What do you get when you cross a modern day tremendous-scalar out-of-purchase CPU core with extra classic microcontroller elements this sort of as no virtual memory, no memory cache, and no DDR or PCIe controllers? You get the Tesla Dojo, which Chips and Cheese lately did a deep dive on.
It starts with a comparison to the IBM Mobile processors. The Cell of the mid-2000s featured something termed the SPE (Synergistic Processing Things). They have been more compact cores concentrated on vector processing or other specialised kinds of workloads. They did not access the most important memory and experienced to be presented responsibilities by the fully featured CPU. Dojo has 1.25MB of SRAM that it can use as working memory with 5 ports, but it has no cache or virtual memory. It utilizes DMA to get the info it requirements by using a mesh procedure. The entrance close pulls RISC-V-like (seriously MIPS-influenced) guidance into a little instruction cache and decodes 8 directions for every cycle.
Interestingly, the front stop aggressively prunes instructions this sort of as jumps or conditionals. Even so, eradicated guidelines aren’t tracked by means of the pipeline. Directions are not tracked via retirement, so all through exceptions and debugging, and it is unclear what the faulting instruction was as guidance are retired out of purchase.

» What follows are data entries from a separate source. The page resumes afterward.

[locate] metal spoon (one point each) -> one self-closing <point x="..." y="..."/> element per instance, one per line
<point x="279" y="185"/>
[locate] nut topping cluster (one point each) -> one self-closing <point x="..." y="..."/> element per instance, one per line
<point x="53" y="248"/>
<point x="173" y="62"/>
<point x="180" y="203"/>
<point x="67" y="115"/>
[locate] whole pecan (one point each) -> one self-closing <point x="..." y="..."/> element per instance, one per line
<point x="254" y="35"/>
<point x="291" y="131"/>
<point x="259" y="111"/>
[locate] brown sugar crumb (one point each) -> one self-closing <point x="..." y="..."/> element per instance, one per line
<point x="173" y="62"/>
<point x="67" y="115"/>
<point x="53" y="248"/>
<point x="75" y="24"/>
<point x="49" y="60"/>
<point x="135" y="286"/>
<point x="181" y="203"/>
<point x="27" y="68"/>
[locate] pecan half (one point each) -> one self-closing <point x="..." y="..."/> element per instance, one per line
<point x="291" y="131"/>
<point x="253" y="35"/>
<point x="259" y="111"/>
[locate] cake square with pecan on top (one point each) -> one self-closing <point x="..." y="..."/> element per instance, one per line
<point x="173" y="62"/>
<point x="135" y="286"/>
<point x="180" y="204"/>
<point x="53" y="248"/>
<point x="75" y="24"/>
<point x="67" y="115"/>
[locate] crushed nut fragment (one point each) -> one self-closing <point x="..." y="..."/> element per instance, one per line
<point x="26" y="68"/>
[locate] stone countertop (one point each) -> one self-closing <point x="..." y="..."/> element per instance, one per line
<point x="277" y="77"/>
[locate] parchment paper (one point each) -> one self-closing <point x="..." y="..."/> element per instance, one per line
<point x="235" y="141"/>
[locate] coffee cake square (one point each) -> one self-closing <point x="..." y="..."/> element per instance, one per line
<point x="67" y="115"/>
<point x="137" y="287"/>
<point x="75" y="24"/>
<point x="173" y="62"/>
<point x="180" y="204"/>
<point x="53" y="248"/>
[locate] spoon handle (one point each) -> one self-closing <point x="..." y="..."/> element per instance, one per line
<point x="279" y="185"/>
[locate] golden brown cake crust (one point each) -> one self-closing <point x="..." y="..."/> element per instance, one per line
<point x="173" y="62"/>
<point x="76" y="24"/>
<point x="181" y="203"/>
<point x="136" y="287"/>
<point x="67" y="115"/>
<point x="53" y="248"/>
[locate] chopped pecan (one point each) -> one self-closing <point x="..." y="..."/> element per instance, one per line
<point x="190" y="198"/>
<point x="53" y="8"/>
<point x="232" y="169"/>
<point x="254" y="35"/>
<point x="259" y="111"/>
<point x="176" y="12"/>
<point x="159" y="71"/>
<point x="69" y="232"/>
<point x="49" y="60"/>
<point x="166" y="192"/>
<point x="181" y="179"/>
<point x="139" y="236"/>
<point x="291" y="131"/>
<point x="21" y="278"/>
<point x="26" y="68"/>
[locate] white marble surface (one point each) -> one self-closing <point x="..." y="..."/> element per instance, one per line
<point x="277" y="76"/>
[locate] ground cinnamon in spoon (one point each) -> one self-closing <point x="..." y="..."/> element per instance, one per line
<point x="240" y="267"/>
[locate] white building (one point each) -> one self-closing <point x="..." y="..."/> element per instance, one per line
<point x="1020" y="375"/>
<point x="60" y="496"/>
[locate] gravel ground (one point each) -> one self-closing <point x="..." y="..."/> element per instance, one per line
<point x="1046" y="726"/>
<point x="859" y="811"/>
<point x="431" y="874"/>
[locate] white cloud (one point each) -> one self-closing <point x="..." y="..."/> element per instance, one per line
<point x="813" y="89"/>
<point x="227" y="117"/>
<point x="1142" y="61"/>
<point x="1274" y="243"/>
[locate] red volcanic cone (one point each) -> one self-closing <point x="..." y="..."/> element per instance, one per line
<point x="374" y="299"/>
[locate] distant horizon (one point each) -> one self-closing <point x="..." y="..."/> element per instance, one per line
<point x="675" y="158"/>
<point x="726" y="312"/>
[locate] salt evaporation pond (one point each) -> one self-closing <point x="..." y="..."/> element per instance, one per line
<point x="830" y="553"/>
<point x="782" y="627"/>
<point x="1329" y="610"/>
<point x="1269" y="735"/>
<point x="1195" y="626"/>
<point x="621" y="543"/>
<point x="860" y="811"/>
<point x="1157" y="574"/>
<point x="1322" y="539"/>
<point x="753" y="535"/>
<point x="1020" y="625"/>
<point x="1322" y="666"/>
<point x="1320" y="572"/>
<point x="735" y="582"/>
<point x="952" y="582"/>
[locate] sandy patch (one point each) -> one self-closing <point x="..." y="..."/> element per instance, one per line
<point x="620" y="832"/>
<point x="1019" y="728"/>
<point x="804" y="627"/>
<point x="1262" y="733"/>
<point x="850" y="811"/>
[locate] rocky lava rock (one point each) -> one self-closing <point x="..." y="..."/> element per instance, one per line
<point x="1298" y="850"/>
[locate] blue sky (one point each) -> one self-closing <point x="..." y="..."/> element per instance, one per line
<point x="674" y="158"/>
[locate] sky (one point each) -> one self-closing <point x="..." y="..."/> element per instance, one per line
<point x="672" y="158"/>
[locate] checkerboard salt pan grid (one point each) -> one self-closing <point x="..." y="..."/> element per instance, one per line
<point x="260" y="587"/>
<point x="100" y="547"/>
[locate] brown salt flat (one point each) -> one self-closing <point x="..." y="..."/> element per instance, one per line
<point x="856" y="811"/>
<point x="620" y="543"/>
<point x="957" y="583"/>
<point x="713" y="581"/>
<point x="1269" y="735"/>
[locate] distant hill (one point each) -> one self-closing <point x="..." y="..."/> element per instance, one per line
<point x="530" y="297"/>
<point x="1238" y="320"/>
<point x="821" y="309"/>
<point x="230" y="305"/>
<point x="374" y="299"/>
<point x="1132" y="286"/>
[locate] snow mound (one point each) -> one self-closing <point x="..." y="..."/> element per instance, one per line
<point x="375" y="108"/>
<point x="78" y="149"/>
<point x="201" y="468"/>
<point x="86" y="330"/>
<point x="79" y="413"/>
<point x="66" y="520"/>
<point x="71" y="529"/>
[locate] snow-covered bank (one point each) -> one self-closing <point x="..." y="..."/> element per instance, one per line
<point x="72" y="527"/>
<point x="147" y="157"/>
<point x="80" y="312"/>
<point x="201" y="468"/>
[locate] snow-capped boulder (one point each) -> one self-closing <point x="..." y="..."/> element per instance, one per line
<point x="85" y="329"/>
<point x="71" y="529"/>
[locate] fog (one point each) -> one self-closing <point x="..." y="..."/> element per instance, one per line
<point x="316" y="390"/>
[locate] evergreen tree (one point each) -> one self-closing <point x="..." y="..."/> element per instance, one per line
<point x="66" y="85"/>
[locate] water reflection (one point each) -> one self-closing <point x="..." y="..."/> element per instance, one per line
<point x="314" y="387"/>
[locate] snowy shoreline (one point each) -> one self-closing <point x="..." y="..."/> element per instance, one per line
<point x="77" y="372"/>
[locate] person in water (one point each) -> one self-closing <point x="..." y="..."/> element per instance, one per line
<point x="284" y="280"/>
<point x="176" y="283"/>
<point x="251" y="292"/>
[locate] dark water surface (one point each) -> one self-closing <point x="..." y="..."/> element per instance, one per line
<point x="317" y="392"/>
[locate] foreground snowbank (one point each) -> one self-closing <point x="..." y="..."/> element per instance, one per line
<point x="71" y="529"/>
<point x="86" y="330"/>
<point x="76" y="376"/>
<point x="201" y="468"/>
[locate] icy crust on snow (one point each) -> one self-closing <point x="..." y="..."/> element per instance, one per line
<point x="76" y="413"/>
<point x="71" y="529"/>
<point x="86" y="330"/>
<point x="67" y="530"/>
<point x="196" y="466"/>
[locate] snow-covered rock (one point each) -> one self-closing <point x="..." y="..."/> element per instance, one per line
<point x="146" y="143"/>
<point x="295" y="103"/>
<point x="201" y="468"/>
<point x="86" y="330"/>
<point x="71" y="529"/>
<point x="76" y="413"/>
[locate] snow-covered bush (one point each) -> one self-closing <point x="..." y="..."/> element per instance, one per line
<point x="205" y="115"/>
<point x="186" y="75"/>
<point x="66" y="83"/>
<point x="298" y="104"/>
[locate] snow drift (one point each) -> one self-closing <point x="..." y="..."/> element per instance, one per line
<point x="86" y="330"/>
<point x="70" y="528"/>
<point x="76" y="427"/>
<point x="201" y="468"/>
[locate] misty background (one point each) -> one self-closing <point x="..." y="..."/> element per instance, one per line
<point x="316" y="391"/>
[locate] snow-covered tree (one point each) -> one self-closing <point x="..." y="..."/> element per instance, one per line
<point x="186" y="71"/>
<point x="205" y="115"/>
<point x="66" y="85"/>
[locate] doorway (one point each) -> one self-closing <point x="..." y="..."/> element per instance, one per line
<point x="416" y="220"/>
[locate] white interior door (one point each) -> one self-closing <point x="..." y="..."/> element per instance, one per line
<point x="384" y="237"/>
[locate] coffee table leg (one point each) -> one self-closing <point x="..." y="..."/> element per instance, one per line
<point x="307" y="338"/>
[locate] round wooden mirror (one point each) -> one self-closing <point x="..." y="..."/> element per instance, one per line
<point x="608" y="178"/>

Even with the huge entrance stop, there are just two ALUs and two AGUs. This will make sense as the emphasis of integer execution is largely centered on regulate flow and logic. The real computing horsepower is the vector and matrix execution pipelines. With 512-bit vectors and 8x8x4 matrices, every dojo core arrives close to a entire BF26 TFLOP. The consequence is a thing that seems additional like a microprocessor but is wide like a fashionable desktop CPU.
All these conclusions may possibly feel peculiar till you stage back and search at what Tesla is making an attempt to attain. They’re heading for the smallest probable main to in good shape as a lot of cores on the die as possible. With out a cache, you do not need any snoop filters or tags in memory to sustain coherency. On TSMC’s 7nm process, the Dojo core and SRAM fit in 1.1 square millimeters. Above 71.1% of the die is spent on cores and SRAM (compared to 56% of the AMD Zeppelin). A single Dojo D1 die has 354 Dojo cores. As you can think about, a Dojo die should talk with an interface processor, which connects to the host computer system through PCIe. Having said that, Dojo deployments usually have 25 dies, generating this a pretty scalable supercomputer.
If you’re curious about peeling back the layers of extra compute cores, appear into Alder Lake.